Human input wait is the stateful inter-request gap, within a session, from the model’s previous output to the next request-start user message, taken over agent steps in ingestion order (round_pk == file order). Only strictly-positive waits count. This matches the human_input_wait experiment’s definition exactly.
Provider grouping mirrors the old loader’s str(provider) or "<unknown-provider>" fallback (SQL COALESCE(provider, '<unknown-provider>')), so a missing/empty provider lands in <unknown-provider>.
Exact, not sampled. All three inputs (per-step generation spans, per-call tool latencies, per-session human waits) are full lists — the old loader already kept every value here, with no reservoir cap on any of these metrics — so the migration is value-for-value identical and the output CSV is byte-for-byte unchanged.
Engine-independent timestamps. Timestamps are read as integer epoch-microseconds (CAST(epoch_us(timestamp) AS BIGINT)) and differenced in SQL/Python, never fetched as a raw TIMESTAMP (native duckdb marshals that to a datetime, duckdb-wasm to a string). A difference of two same-timezone instants equals the naive-microsecond difference exactly, so spans and waits match the pre-DuckDB result bit-for-bit.
These are trace-level estimates, not engine timers.

Figures

Fig. 1KV cache active ratio by provider.

Reference

Code structure

plot.py is a query→shape→plot pipeline over the shared trace DuckDB:

load_llm_generation_seconds_by_provider(con) — {provider: [span_s, …]}, the per-step input→last-output span (positive only). The input/output event-type sets and the last_input ≤ first_output rule are reproduced in SQL via the bounds→agg CTEs.
load_tool_latency_values_by_provider(con) — {provider: [latency_ms, …]}, every strictly- positive effective tool latency, joined back to its step’s provider.
load_human_input_wait_seconds_by_provider(con) — {"all": [...], provider: [...]}. SQL produces, per step in round_pk order, the request-start user timestamp and the last-model-output timestamp; a stateful Python walk keeping last_output_by_session then emits each positive inter-request wait. Reproduces the old single-pass loader’s session state.
_in_set_sql(...) — small helper to render an event_type IN (...) list.
plot_kv_cache_active_ratio_by_provider(...) / write_kv_cache_active_ratio_by_provider(...) — the figure and CSV; unchanged from the pre-migration script (same curve math, landmark lines, inset table, and CSV columns).
main() — wires the standard trace_db CLI (--db | -i/--input | -o/--output-dir) and embeds the self-contained PNG sidecar.

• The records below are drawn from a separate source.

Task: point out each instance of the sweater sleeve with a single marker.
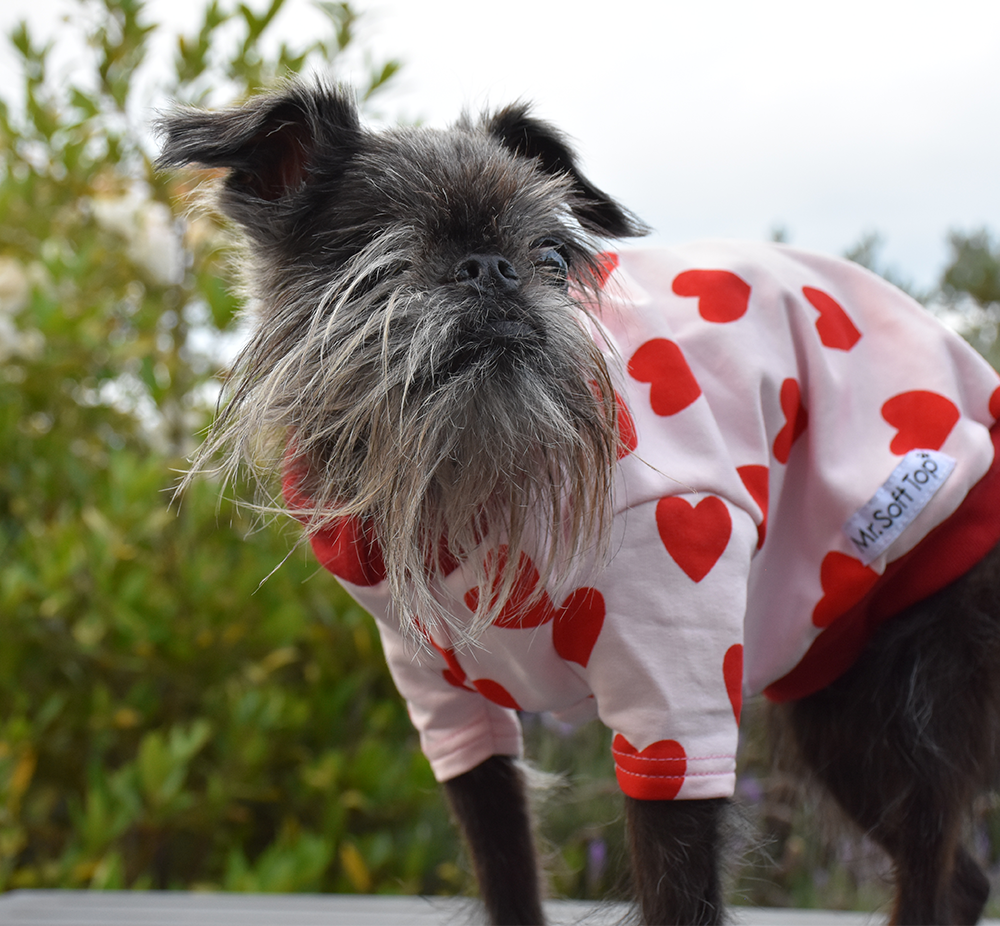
(667, 669)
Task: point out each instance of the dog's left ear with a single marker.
(516, 130)
(278, 149)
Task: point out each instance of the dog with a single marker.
(629, 484)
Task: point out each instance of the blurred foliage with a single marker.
(971, 289)
(167, 718)
(164, 721)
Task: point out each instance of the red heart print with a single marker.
(578, 624)
(845, 581)
(604, 265)
(796, 419)
(628, 438)
(655, 774)
(834, 325)
(495, 692)
(732, 673)
(923, 420)
(520, 610)
(661, 363)
(695, 536)
(722, 296)
(755, 478)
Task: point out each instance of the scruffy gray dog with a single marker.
(636, 485)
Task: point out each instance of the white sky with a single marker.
(718, 117)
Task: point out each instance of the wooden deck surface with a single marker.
(154, 908)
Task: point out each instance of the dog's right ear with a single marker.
(274, 147)
(532, 138)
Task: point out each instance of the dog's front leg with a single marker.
(492, 810)
(674, 846)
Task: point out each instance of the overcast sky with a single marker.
(719, 117)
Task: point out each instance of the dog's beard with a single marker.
(446, 443)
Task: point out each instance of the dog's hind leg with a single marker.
(492, 810)
(908, 737)
(674, 848)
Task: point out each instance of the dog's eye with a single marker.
(551, 255)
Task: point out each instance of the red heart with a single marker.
(655, 774)
(519, 610)
(796, 419)
(732, 672)
(845, 582)
(604, 265)
(923, 419)
(495, 692)
(578, 624)
(755, 478)
(695, 536)
(661, 363)
(628, 438)
(834, 325)
(722, 296)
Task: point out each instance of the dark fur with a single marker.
(384, 268)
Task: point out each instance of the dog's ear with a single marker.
(516, 130)
(271, 147)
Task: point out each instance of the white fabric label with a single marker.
(875, 525)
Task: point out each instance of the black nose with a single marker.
(483, 272)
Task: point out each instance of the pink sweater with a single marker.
(769, 395)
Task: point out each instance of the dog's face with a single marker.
(419, 358)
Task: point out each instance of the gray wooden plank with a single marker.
(179, 908)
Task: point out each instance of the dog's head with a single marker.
(419, 358)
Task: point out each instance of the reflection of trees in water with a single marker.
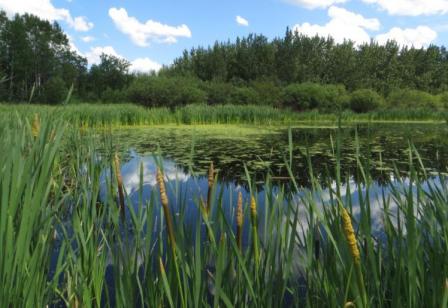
(382, 148)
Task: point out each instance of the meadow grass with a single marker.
(98, 115)
(63, 244)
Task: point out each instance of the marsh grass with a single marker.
(50, 187)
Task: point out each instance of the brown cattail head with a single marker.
(211, 175)
(239, 220)
(239, 210)
(35, 127)
(253, 208)
(350, 235)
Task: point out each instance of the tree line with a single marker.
(37, 65)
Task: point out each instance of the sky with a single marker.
(152, 33)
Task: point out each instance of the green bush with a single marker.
(54, 91)
(268, 92)
(168, 92)
(114, 96)
(365, 100)
(314, 96)
(244, 96)
(218, 93)
(412, 98)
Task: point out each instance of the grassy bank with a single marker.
(62, 243)
(129, 114)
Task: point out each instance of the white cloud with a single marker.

The data layer (parsing, surrogate keys, schema) lives in artifacts/utils/trace_db.py; see artifacts/utils/DB_SCHEMA.md.

Running it

# default merged trace, output next to this README
uv run python artifacts/prefix_cache/kv_cache_active_ratio/plot.py

# a specific trace (materialized to a temp DuckDB cache on first use)
uv run python artifacts/prefix_cache/kv_cache_active_ratio/plot.py -i trace/sample.jsonl

# a prebuilt DB (run_all.py's build-db step passes this), into a chosen dir
uv run python artifacts/prefix_cache/kv_cache_active_ratio/plot.py --db /tmp/trace.duckdb -o /tmp/out

Outputs

Written to -o (default this folder):

kv_cache_active_ratio_by_provider.png — active ratio vs eviction timeout, one curve per provider.
kv_cache_active_ratio_by_provider.csv — the underlying curve: per (provider, timeout) the cache_eviction_timeout_seconds/_label, landmark_timeout, generation_seconds/_hours, tool_cumulative_seconds/_hours, human_cumulative_seconds/_hours, denominator_seconds/_hours, and kv_cache_active_ratio.

Each PNG is self-contained — it embeds this README, the CSV, and the plotting code (plot.py + the shared artifacts/utils/ modules). Unpack with python artifacts/utils/png_sidecar.py extract <png>.